Christopher Nolan’s Oppenheimer is largely up to the freighted task of vivifying this complex and epochal story. The movie’s one-sided presentation of the ethics of the Bomb somewhat lessens the power of Nolan’s latest magnum opus. Yet, Oppenheimer is an important movie when those had long since seemed extinct.
Through three well-paced hours, Oppenheimer casts a knowing eye on Lefty politics, a fraternity of geniuses, nuclear physics, sexy promiscuity, and national security during World War II and the early Cold War. Plus there’s more, including alcoholism and anti-Semitism. This is compelling history turned up to 11.
Spanning the 1930s, 40s, 50s and even a flash of the 60s, Nolan weaves his story sinuously back and forth in time, while also introducing dozens of characters, many in little more than cameos. That often makes it hard to follow, even when familiar with this period of American history and its roster of Great Physicists.
Speaking of which, the Great Physicists comprise over two dozen of those characters.

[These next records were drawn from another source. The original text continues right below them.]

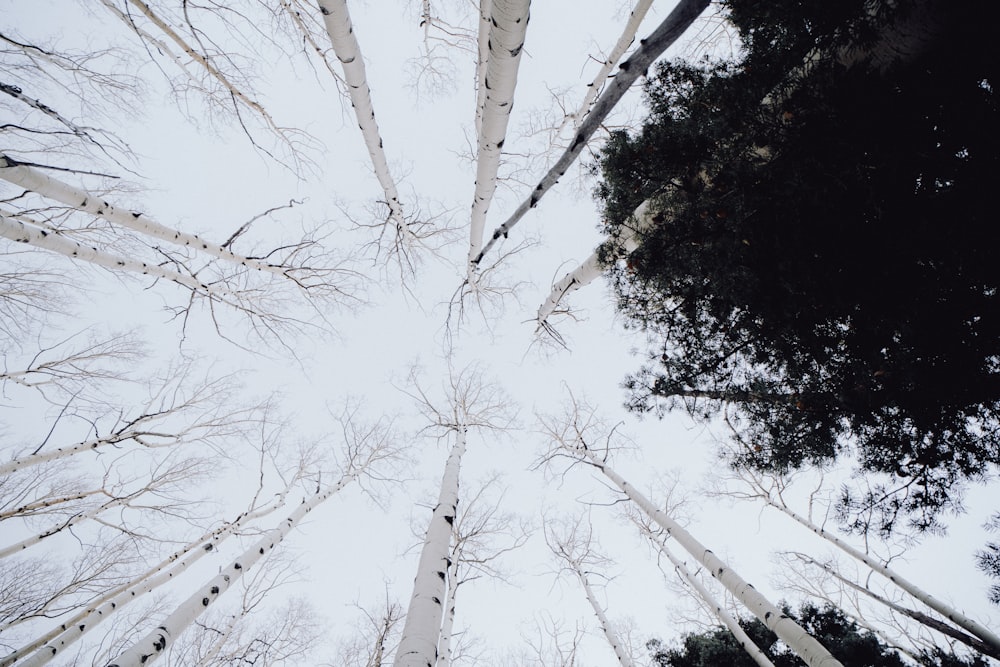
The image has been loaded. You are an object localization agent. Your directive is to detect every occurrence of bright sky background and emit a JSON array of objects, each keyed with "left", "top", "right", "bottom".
[{"left": 1, "top": 1, "right": 996, "bottom": 665}]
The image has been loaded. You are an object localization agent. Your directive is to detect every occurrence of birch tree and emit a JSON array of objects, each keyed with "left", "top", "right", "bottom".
[
  {"left": 465, "top": 0, "right": 530, "bottom": 277},
  {"left": 395, "top": 367, "right": 514, "bottom": 667},
  {"left": 781, "top": 551, "right": 1000, "bottom": 662},
  {"left": 0, "top": 156, "right": 362, "bottom": 343},
  {"left": 537, "top": 393, "right": 845, "bottom": 667},
  {"left": 471, "top": 0, "right": 709, "bottom": 268},
  {"left": 436, "top": 477, "right": 529, "bottom": 667},
  {"left": 95, "top": 0, "right": 319, "bottom": 172},
  {"left": 0, "top": 454, "right": 210, "bottom": 560},
  {"left": 628, "top": 509, "right": 776, "bottom": 667},
  {"left": 0, "top": 364, "right": 257, "bottom": 477},
  {"left": 2, "top": 457, "right": 304, "bottom": 667},
  {"left": 718, "top": 467, "right": 1000, "bottom": 656},
  {"left": 535, "top": 199, "right": 656, "bottom": 338},
  {"left": 538, "top": 0, "right": 655, "bottom": 152},
  {"left": 331, "top": 594, "right": 405, "bottom": 667},
  {"left": 313, "top": 0, "right": 438, "bottom": 267},
  {"left": 0, "top": 329, "right": 141, "bottom": 405},
  {"left": 161, "top": 552, "right": 321, "bottom": 667},
  {"left": 545, "top": 515, "right": 636, "bottom": 667},
  {"left": 102, "top": 406, "right": 399, "bottom": 667}
]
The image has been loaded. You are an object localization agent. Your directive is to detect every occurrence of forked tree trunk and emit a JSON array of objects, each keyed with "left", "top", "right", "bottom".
[
  {"left": 395, "top": 429, "right": 467, "bottom": 667},
  {"left": 435, "top": 555, "right": 459, "bottom": 667},
  {"left": 639, "top": 524, "right": 776, "bottom": 667}
]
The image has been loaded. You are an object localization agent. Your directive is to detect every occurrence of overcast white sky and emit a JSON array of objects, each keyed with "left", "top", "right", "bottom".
[{"left": 2, "top": 1, "right": 997, "bottom": 665}]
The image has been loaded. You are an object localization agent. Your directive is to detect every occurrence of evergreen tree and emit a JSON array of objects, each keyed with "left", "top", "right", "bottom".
[
  {"left": 647, "top": 604, "right": 987, "bottom": 667},
  {"left": 596, "top": 0, "right": 1000, "bottom": 533},
  {"left": 975, "top": 512, "right": 1000, "bottom": 605}
]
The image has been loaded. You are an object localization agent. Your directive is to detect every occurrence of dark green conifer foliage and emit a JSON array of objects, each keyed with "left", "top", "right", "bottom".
[
  {"left": 597, "top": 0, "right": 1000, "bottom": 533},
  {"left": 647, "top": 603, "right": 987, "bottom": 667},
  {"left": 976, "top": 512, "right": 1000, "bottom": 605}
]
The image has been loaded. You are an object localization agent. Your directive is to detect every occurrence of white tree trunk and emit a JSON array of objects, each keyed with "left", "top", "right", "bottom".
[
  {"left": 789, "top": 552, "right": 1000, "bottom": 661},
  {"left": 5, "top": 491, "right": 290, "bottom": 667},
  {"left": 111, "top": 0, "right": 288, "bottom": 144},
  {"left": 0, "top": 492, "right": 138, "bottom": 559},
  {"left": 472, "top": 0, "right": 708, "bottom": 267},
  {"left": 316, "top": 0, "right": 408, "bottom": 235},
  {"left": 571, "top": 564, "right": 634, "bottom": 667},
  {"left": 0, "top": 487, "right": 104, "bottom": 521},
  {"left": 104, "top": 472, "right": 357, "bottom": 667},
  {"left": 0, "top": 155, "right": 293, "bottom": 277},
  {"left": 395, "top": 428, "right": 467, "bottom": 667},
  {"left": 640, "top": 524, "right": 776, "bottom": 667},
  {"left": 536, "top": 199, "right": 654, "bottom": 326},
  {"left": 570, "top": 0, "right": 654, "bottom": 132},
  {"left": 577, "top": 448, "right": 844, "bottom": 667},
  {"left": 0, "top": 82, "right": 105, "bottom": 151},
  {"left": 467, "top": 0, "right": 531, "bottom": 272},
  {"left": 435, "top": 556, "right": 459, "bottom": 667},
  {"left": 474, "top": 0, "right": 492, "bottom": 137},
  {"left": 0, "top": 213, "right": 226, "bottom": 297},
  {"left": 766, "top": 497, "right": 1000, "bottom": 654}
]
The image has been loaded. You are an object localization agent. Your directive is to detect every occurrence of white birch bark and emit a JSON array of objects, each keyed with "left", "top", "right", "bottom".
[
  {"left": 0, "top": 213, "right": 227, "bottom": 297},
  {"left": 108, "top": 0, "right": 289, "bottom": 147},
  {"left": 536, "top": 0, "right": 949, "bottom": 324},
  {"left": 435, "top": 554, "right": 459, "bottom": 667},
  {"left": 474, "top": 1, "right": 492, "bottom": 137},
  {"left": 571, "top": 564, "right": 634, "bottom": 667},
  {"left": 575, "top": 447, "right": 843, "bottom": 667},
  {"left": 5, "top": 491, "right": 290, "bottom": 667},
  {"left": 467, "top": 0, "right": 531, "bottom": 272},
  {"left": 536, "top": 199, "right": 654, "bottom": 326},
  {"left": 472, "top": 0, "right": 708, "bottom": 267},
  {"left": 0, "top": 491, "right": 140, "bottom": 559},
  {"left": 103, "top": 472, "right": 358, "bottom": 667},
  {"left": 639, "top": 523, "right": 776, "bottom": 667},
  {"left": 0, "top": 82, "right": 113, "bottom": 156},
  {"left": 395, "top": 428, "right": 467, "bottom": 667},
  {"left": 0, "top": 156, "right": 295, "bottom": 277},
  {"left": 0, "top": 395, "right": 212, "bottom": 477},
  {"left": 766, "top": 498, "right": 1000, "bottom": 654},
  {"left": 788, "top": 552, "right": 1000, "bottom": 661},
  {"left": 569, "top": 0, "right": 655, "bottom": 133},
  {"left": 0, "top": 488, "right": 104, "bottom": 521},
  {"left": 316, "top": 0, "right": 408, "bottom": 237}
]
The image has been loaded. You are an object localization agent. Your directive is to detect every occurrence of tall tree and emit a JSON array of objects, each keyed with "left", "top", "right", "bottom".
[
  {"left": 595, "top": 0, "right": 1000, "bottom": 532},
  {"left": 395, "top": 366, "right": 513, "bottom": 667},
  {"left": 646, "top": 602, "right": 985, "bottom": 667},
  {"left": 537, "top": 393, "right": 844, "bottom": 667},
  {"left": 975, "top": 513, "right": 1000, "bottom": 607}
]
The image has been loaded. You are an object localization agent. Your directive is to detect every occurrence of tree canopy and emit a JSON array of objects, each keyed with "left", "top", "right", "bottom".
[
  {"left": 647, "top": 603, "right": 987, "bottom": 667},
  {"left": 596, "top": 0, "right": 1000, "bottom": 534}
]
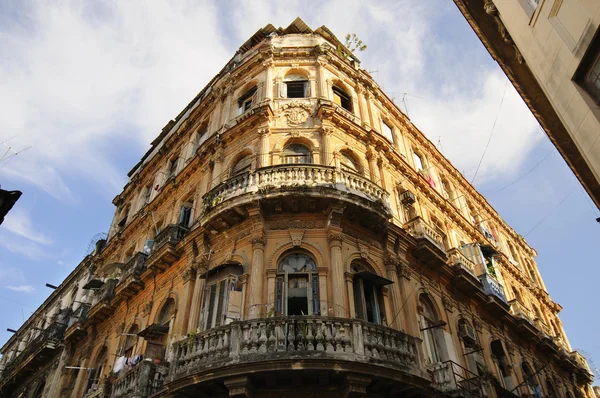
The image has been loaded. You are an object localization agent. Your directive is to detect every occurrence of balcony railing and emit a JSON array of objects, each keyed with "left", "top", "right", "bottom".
[
  {"left": 432, "top": 360, "right": 483, "bottom": 396},
  {"left": 115, "top": 253, "right": 147, "bottom": 301},
  {"left": 534, "top": 318, "right": 554, "bottom": 338},
  {"left": 153, "top": 225, "right": 188, "bottom": 253},
  {"left": 169, "top": 316, "right": 420, "bottom": 382},
  {"left": 479, "top": 273, "right": 507, "bottom": 303},
  {"left": 86, "top": 279, "right": 117, "bottom": 323},
  {"left": 0, "top": 322, "right": 66, "bottom": 385},
  {"left": 202, "top": 165, "right": 390, "bottom": 216},
  {"left": 509, "top": 301, "right": 533, "bottom": 322},
  {"left": 405, "top": 217, "right": 445, "bottom": 251},
  {"left": 64, "top": 303, "right": 91, "bottom": 341},
  {"left": 110, "top": 360, "right": 167, "bottom": 398},
  {"left": 447, "top": 248, "right": 477, "bottom": 277}
]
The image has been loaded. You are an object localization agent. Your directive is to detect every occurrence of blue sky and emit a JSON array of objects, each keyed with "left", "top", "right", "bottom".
[{"left": 0, "top": 0, "right": 598, "bottom": 379}]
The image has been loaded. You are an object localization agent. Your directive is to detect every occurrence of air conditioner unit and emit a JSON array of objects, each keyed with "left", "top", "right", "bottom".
[
  {"left": 400, "top": 190, "right": 416, "bottom": 206},
  {"left": 459, "top": 322, "right": 477, "bottom": 343}
]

Starting with Oppenheimer himself, the movie features Edward Teller, Ernest Lawrence of Lawrence Livermore Lab fame, Niels Bohr, Vannevar Bush, Richard Feynman, Enrico Fermi, Werner Heisenberg and Kurt Gödel, not to mention the godfather of them all, the OG’s OG – Albert Einstein. The immortal Einstein has a significant role in the movie, a depiction that made me love him all the more. (More than infinity?)

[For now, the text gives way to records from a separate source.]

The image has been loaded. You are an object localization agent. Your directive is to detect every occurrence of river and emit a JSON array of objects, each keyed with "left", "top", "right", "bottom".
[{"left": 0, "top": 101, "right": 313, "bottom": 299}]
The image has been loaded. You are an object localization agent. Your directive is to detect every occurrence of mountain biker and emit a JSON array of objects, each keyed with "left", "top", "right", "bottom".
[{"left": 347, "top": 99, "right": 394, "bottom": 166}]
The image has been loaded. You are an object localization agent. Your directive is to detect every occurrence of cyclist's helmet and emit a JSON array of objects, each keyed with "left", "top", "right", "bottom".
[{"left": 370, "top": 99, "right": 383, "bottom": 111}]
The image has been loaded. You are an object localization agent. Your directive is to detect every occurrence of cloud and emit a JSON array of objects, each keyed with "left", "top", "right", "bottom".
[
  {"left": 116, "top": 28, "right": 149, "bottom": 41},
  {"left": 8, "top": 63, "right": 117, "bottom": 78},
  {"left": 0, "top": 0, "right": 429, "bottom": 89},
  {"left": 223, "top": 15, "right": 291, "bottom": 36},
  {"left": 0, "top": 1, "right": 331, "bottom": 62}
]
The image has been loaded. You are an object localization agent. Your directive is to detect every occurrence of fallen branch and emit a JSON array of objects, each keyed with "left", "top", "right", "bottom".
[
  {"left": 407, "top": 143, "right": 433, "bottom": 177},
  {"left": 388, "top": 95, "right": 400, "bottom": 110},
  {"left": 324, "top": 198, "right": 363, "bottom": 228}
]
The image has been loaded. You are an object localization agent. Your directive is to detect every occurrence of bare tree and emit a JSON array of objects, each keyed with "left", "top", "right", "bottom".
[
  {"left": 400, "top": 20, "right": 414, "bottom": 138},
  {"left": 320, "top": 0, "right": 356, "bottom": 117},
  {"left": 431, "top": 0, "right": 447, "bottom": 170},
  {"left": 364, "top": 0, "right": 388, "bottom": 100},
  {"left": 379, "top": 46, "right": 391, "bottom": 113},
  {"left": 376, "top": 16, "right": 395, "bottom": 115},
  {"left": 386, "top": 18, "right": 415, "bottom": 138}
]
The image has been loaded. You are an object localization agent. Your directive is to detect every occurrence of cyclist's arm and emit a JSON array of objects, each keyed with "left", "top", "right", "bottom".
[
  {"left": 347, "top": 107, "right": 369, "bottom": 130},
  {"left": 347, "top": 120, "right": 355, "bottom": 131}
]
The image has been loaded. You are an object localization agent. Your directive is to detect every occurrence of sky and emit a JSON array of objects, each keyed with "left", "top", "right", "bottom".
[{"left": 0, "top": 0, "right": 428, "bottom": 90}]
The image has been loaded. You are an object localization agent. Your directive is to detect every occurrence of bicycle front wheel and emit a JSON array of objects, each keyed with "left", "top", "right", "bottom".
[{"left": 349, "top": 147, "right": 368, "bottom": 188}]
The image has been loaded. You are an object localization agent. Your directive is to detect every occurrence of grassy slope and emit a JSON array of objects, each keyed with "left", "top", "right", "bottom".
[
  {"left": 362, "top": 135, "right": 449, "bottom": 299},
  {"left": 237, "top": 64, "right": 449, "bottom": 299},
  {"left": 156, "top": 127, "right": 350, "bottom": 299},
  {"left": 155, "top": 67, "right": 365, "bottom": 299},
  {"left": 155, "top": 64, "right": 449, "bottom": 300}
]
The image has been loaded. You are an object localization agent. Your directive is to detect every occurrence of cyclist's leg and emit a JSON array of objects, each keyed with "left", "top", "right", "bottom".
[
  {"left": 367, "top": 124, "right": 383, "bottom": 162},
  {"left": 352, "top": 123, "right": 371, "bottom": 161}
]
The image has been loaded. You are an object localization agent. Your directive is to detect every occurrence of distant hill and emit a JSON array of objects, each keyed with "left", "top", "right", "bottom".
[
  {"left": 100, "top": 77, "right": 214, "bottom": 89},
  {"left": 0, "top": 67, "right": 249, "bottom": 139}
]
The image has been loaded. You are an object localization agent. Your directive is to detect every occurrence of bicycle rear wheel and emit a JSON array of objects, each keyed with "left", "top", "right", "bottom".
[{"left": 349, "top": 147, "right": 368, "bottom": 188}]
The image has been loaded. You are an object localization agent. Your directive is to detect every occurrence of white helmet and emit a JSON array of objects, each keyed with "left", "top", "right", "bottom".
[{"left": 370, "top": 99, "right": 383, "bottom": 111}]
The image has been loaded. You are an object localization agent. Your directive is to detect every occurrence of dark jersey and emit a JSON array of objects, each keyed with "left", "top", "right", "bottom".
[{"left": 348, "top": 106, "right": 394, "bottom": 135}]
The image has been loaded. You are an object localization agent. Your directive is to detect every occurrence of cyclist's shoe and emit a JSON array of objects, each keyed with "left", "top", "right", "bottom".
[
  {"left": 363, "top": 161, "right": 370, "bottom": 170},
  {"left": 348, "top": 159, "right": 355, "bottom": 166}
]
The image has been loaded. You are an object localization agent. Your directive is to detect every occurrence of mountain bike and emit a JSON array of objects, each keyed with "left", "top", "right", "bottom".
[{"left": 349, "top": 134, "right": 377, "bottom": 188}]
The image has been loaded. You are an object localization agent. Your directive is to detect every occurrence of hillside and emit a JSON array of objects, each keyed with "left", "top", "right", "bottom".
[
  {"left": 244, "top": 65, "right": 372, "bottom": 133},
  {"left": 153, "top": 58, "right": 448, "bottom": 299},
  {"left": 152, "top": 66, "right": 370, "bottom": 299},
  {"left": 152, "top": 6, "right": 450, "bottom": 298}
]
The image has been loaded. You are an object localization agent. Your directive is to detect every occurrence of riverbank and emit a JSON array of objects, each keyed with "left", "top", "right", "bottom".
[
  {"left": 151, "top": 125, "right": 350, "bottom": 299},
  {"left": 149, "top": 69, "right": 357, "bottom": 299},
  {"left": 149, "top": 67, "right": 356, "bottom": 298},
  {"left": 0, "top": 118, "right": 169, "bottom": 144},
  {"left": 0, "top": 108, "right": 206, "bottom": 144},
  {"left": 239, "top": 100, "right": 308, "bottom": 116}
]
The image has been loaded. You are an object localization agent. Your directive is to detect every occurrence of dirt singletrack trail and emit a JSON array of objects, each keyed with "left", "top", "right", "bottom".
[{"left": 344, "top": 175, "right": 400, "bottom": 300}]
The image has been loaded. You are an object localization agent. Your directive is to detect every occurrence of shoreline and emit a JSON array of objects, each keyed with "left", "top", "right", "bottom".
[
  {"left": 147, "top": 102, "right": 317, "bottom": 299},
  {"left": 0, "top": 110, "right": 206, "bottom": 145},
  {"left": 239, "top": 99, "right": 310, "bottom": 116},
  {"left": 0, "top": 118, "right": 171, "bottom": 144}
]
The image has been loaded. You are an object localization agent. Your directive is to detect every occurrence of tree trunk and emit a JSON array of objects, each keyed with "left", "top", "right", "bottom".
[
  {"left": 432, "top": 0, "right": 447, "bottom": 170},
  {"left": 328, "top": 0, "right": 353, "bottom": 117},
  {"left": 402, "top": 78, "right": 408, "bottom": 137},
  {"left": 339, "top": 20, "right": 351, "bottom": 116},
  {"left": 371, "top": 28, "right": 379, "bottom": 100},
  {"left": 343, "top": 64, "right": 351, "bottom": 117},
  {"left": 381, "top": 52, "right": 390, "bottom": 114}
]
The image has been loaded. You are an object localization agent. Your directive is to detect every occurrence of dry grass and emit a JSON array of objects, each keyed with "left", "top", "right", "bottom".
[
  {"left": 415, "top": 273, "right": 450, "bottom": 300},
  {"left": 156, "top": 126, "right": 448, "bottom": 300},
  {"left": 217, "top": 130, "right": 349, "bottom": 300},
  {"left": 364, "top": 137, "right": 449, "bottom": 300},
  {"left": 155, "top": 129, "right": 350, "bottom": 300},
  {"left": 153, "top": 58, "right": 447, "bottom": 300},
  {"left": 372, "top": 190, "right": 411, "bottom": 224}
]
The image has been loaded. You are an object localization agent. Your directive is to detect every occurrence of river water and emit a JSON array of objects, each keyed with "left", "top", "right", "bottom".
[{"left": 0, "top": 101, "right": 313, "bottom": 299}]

The movie’s notable leftward slant fetishizes Japanese casualties of the Bomb while essentially ignoring American casualties of the cataclysmic Pacific War. Indeed, concurrent with the Manhattan Project, the Marines fought the most horrific warfare in the history of warfare on Okinawa, Iwo Jima and more, while the U.S. Navy waged monumental warfare at the battles of Midway, Guadalcanal and more. And yet, the Bomb’s life-saving benefit for those fellow Americans is only elliptically mentioned in Nolan’s movie.

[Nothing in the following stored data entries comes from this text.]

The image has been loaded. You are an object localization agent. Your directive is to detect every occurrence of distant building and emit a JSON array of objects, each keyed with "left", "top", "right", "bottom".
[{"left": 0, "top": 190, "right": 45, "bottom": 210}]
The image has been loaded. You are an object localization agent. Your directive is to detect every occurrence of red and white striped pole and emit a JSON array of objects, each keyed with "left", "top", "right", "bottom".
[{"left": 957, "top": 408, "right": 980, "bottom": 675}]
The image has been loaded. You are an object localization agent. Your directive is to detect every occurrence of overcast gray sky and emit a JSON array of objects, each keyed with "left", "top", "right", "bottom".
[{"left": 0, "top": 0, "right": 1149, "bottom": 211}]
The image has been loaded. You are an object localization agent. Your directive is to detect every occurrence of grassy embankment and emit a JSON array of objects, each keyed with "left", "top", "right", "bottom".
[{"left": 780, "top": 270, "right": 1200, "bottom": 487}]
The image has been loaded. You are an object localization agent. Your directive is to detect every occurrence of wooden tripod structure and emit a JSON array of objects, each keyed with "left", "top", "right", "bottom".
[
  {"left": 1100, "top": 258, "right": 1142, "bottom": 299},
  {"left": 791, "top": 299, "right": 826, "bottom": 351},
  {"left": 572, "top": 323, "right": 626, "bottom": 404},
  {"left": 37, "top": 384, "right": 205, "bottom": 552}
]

Harry Truman said it best, as he often did. “Don’t let that crybaby back in here”, this after Oppenheimer visited with him and the Secretary of War in the Oval Office. Oppy took the opportunity to opine that we should share The Bomb with Stalin, still our putative ally immediately following the Allies’ WWII victory.
“Don’t let that crybaby back in here”, said the President as Oppenheimer was led out. Truman was right and yet this neurotic New Yorker came through for America when only he could. He deserves his great acclaim.
The huge cast of big-name actors play almost 50 roles of real-life people who have Wikipedia pages dedicated to them, many Nobel Prize winners included. The performances are great across the board, with leading-man Cillian Murphy killing it as Oppenheimer.
Oppenheimer is a monumentally accomplished film by the great auteur Christopher Nolan: every line freighted, with scenes routinely recalled and then redounding in surprising and often confounding ways.
Not great is that the film is morally manipulative, even ethically infantile. It pities only the civilian victims of the Bomb, not the much greater number of Japanese civilians killed by non-nuclear bombing, nor, especially, the vast number of Americans and Allies fighting and dying in the Pacific War.
That said, where does it rank in the Nolan oeuvre? Just below Inception.
So much reality to comment on, just not now.
However, here is a relevant observation from my review of Hacksaw Ridge: Okinawa made the atomic bomb a reasonable alternative to invasion. Why? Because the Americans incurred unfathomable losses taking this outlying island: 12,520 killed in action, 55,162 wounded and 26,000 psychiatric casualties. But the Japanese took it much worse, with over 100,000 killed. Invading the home islands would have been an order of magnitude more bloody, so why do it when there was an alternative.